Site icon Thoughtful Dane

Hello World

Stockholm shuts down in July. Shops in business districts close for the summer. Subway lines close down for repairs late evenings. The traffic jam on the freeway clears up.

Visby Cathedral on a sunny day in early June. Copyright Frederik Jensen 2023.

I've been back in the office for one week, calm and quiet with most people away. Good time to dig deep into some code. Great with an easy commute by car. With kids at home on summer leave, I prioritise working at the office. After a few hectic weeks diving into the new job, it was healthy with a two week break to reset and reflect. Code with poor documentation and poor test coverage is legacy code, no matter the technology. No matter the architecture. Here is work for me to do. Time to establish routines and get the job done.

Weather changing to rain, we completed puzzles in the summer house in Denmark. I was inspired to create a puzzle of my own and found a company that could help me. Good quality and fast delivery.
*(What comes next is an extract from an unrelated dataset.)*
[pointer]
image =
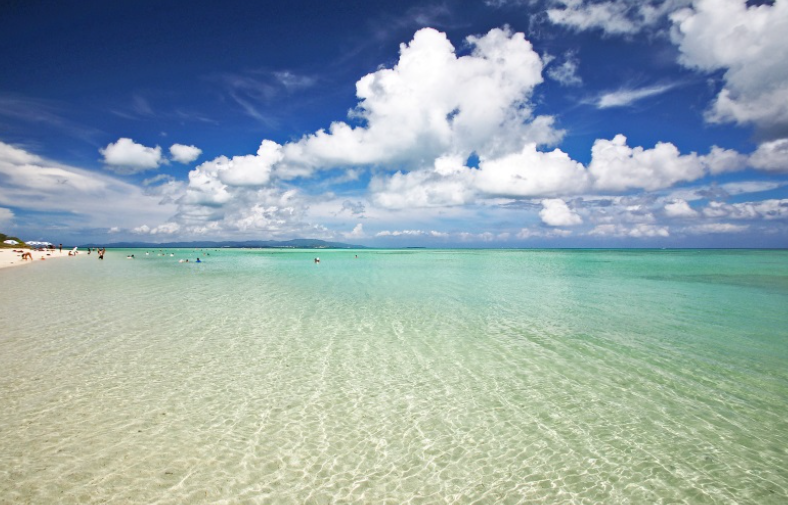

Finding yourself in a puzzle is fun!

Rockets and liquid nitrogen

My oldest participated in a one week summer school at Vetenskapens Hus (House of Science) next to the University of Stockholm during the second week of my vacation.

The summer school was organised by Hello World, an organisation of volunteers that work with industry to inspire children and young people to pursue a career in science and technology, no matter their background.

With both my wife and I having academic degrees in mathematics and computer science and both of us working with software development, it is perhaps not surprising if our kids take an interest in STEM (science, technology, engineering, mathematics). Anyhow, still great to have such an opportunity.

My son joined a class of 13 with three instructors, all STEM university students. Mornings they worked on programming, afternoons they did various science experiments, building rockets and making ice cream from liquid nitrogen.

Sounds like he had a blast. I was curious to see how they approached teaching programming so I looked into it.

Browsing through my boardgames collection for miniatures to paint, I found 12 finely detailed survivors in This War of Mine. It was fun to paint realistic, contemporary characters.

Game development with Codepad

The summer school used Lua scripts running on Codepad with a Defold game engine underneath.

Codepad is an online compiler/interpreter. Lua is a lightweight scripting language. Defold is a 2D game engine for web and mobile.

Each day they got a new example game to work on. The games were unfinished: They would run but lacked features. The task was to add features by modifying existing scripts, very much like how most development is done in the real world. Except, here there was documentation.

I tried out one of the exercises. Nice! Here the game is Space Cleaner, a side scrolling shoot-em-up. The game is already running and you can try it out in the bottom right corner. Instructions on the left tells you to find and modify the script that implement movement of the space ship. You copy- paste-edit the lines and restart the script and now the game is already more fun to play!

It is both full circle and a frog leap: This is the kind of games I played as a kid in the 1980ies, but the means and effort for me to build such a game would have been far greater.

Sadly, This War of Mine is even more relevant now than when it came out. It sits unplayed on my shelf, a heavy theme. Perhaps when the war in Ukraine has ended, it can be a tool to reconnect with the people who right now endures the uncertainty and dilemmas portrayed in the game.

Forever free

Defold is a free game engine developed by a couple of smart engineers at King, the Swedish game studio behind Candy Crush. However, it is not owned by King: Back in 2020, Defold was handed over to the Defold Foundation with the explicit objective to prevent Defold from being commercialised by a third-party. Not today, not tomorrow, not ever.

A gift for future generations. Let's see what they will do with it. Now there is one more aspiring game developer who knows how to use it.